“J’en peux plus de les aimer mais de les détester en même temps car ils ne font pas leur part du taff !” Pour parler des hommes de son entourage, la drômoise Juliette Eynard, cofondatrice et salariée du Collectif d’éducation populaire pour l’émancipation sociale (CEPES), ne mâche pas ses mots. Féministe convaincue, elle a imaginé pour eux un stage, “Même pas mâle”, dont le premier s’est tenu en mai 2024.
Trois jours. Six à douze hommes. Ensemble, guidés par Juliette Eynard et un binôme masculin, ils participent à divers ateliers qui articulent tête, cœur et corps : transmission de savoirs sur les émotions, théâtre, cercles de parole, lecture collective de textes, écriture, élaboration de définitions collectives, et même toucher physique ! Mais attention, précise Juliette Eynard, “c’est pas juste du développement personnel pour mecs ! On travaille sur leurs émotions mais on les confronte à des discours féministes et à des situations vécues pour construire des changements durables.”
Objectif fixé par le binôme : “réparer la boussole émotionnelle des mecs, cassée par le patriarcat”.
Outre qu’ils ont souvent des difficultés d’identification de leurs propres comportements problématiques, Juliette constate que les hommes manquent de nuance : parfait ou coupable. “Comme ils ne savent pas gérer cette nuance sur le plan émotionnel ils choisissent un camp, et en général c’est “moi je suis un mec bien”. L’idée, c’est donc que chacun devienne capable d’assumer sa responsabilité, en s’éloignant de la binarité “culpabilité vs rejet de la remise en question”.
Forte de son premier stage (baptisé Même pas peur) pour les femmes et minorités de genre, qui met aussi les émotions au centre pour les (re)politiser et soutenir la transformation individuelle et collective, Juliette a parfois été éprouvée par la confrontation au manque de compassion du groupe pour les premières concernées : “après lecture d’un texte, le groupe avait plus d’empathie pour le mec qui racontait l’histoire (“ça doit être dur pour lui !”) que pour la femme dont il était question et qui était victime de violences ! Cette première identification, qui ne se fait pas avec la victime, m’a authentiquement blessée mais ça a permis des échanges intéressants car ils ont vu mon émotion et on a pu travailler à partir de ça.”

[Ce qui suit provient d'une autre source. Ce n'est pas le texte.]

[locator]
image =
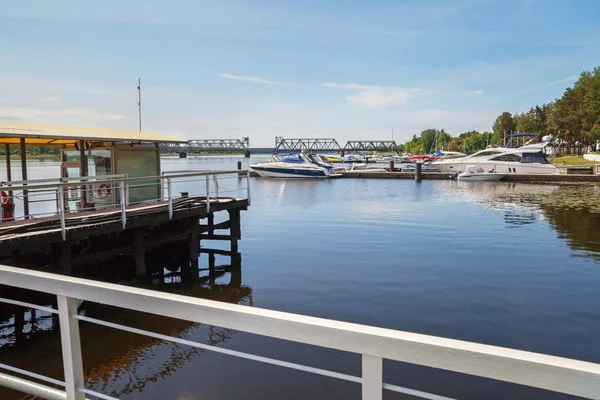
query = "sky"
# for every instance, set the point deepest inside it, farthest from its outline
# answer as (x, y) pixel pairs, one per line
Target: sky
(350, 70)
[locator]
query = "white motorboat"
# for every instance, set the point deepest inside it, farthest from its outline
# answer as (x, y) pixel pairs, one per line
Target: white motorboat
(365, 168)
(295, 166)
(411, 167)
(478, 174)
(528, 159)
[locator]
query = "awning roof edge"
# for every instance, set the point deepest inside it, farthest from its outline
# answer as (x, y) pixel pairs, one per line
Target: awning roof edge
(70, 134)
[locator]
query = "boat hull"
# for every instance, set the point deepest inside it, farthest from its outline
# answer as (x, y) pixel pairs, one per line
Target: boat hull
(272, 172)
(500, 167)
(483, 177)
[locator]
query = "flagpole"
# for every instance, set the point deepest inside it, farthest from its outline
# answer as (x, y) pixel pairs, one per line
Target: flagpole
(140, 102)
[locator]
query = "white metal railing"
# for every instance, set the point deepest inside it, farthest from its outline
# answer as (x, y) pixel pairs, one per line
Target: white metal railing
(557, 374)
(64, 197)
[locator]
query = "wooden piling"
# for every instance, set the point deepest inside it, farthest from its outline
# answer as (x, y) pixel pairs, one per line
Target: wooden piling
(24, 177)
(66, 264)
(194, 248)
(139, 253)
(235, 229)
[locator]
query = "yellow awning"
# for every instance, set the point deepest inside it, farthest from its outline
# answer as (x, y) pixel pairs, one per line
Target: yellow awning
(39, 135)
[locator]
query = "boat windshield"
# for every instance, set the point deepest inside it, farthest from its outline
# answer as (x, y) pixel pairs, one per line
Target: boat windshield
(534, 158)
(293, 159)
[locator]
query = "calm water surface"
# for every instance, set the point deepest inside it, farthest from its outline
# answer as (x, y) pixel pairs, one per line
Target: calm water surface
(506, 264)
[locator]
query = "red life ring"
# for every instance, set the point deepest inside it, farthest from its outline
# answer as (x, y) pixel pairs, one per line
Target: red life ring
(103, 191)
(8, 207)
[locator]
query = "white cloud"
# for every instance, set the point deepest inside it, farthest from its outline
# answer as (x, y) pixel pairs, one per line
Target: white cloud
(431, 114)
(374, 96)
(36, 115)
(254, 79)
(49, 99)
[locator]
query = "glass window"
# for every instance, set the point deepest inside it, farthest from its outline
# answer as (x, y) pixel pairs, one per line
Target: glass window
(138, 163)
(507, 157)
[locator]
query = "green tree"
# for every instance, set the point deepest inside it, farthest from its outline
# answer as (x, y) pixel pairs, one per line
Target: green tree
(504, 125)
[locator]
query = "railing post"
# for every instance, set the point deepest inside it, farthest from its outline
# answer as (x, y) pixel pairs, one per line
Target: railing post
(123, 204)
(207, 195)
(71, 347)
(372, 377)
(61, 211)
(216, 182)
(170, 197)
(248, 185)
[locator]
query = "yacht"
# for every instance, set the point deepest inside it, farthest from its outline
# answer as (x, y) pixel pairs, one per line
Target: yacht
(529, 159)
(295, 166)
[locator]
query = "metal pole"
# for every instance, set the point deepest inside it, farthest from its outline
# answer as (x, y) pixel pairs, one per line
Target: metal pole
(24, 178)
(83, 169)
(61, 211)
(122, 199)
(372, 377)
(248, 185)
(71, 348)
(207, 195)
(418, 167)
(8, 170)
(170, 197)
(140, 102)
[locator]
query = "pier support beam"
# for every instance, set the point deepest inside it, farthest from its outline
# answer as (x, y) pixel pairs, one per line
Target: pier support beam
(194, 248)
(235, 229)
(24, 177)
(139, 253)
(66, 264)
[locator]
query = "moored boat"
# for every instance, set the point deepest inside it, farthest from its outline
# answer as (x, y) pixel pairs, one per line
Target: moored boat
(296, 166)
(478, 174)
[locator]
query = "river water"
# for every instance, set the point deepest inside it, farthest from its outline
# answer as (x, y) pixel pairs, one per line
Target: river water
(506, 264)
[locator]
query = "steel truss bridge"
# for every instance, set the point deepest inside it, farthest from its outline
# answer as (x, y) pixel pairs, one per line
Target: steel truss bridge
(331, 145)
(208, 146)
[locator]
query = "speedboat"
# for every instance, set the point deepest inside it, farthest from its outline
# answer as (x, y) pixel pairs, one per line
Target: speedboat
(411, 167)
(529, 159)
(296, 166)
(365, 168)
(478, 174)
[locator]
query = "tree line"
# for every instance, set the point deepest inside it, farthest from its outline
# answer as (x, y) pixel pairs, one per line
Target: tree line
(574, 118)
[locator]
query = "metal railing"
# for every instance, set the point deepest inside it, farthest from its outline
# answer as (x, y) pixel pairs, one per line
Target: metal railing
(65, 197)
(374, 344)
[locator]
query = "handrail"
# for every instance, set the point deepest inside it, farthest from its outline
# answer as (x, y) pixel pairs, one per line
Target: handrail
(554, 373)
(91, 179)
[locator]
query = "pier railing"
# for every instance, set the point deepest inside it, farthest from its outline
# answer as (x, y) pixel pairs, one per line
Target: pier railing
(65, 196)
(374, 344)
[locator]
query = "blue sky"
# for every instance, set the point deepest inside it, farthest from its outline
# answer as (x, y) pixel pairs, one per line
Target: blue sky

Dans une recherche d’équilibre dans la répartition des rôles, c’est son collègue qui prend en charge le soin des participants en dehors des temps d’atelier : “la fatigue émotionnelle c’est pour lui !”. Et c’est aussi plus efficace : “pour eux, donner de l’empathie à un mec qui galère, c’est une façon de s’en donner à soi-même”.
Le premier stage a redonné espoir à Juliette : “Devenir des alliés, certains en ont envie, vraiment. Et ils le peuvent. Si on y arrive avec ces mecs-là, eux pourront avoir de l’influence sur d’autres, plus éloignés, et qu’on ne touche pas en tant que meuf féministe…”
Retours de participants…
« Le travail sur nos émotions est central pour devenir de véritables alliés de nos potes, nos sœurs, nos compagnes. A tous les mecs qui en ont marre de galérer seuls dans leurs masculinités et dans les injonctions (celles du patriarcat et aussi celles du féminisme) : foncez ! », T.
“Merci aux 2 animateur·rices pour la grande diversité d’ateliers autant pratique que théorique, c’était très sécurisant d’avoir un espace aussi bienveillant pour travailler sur soi. Je recommande”, JB.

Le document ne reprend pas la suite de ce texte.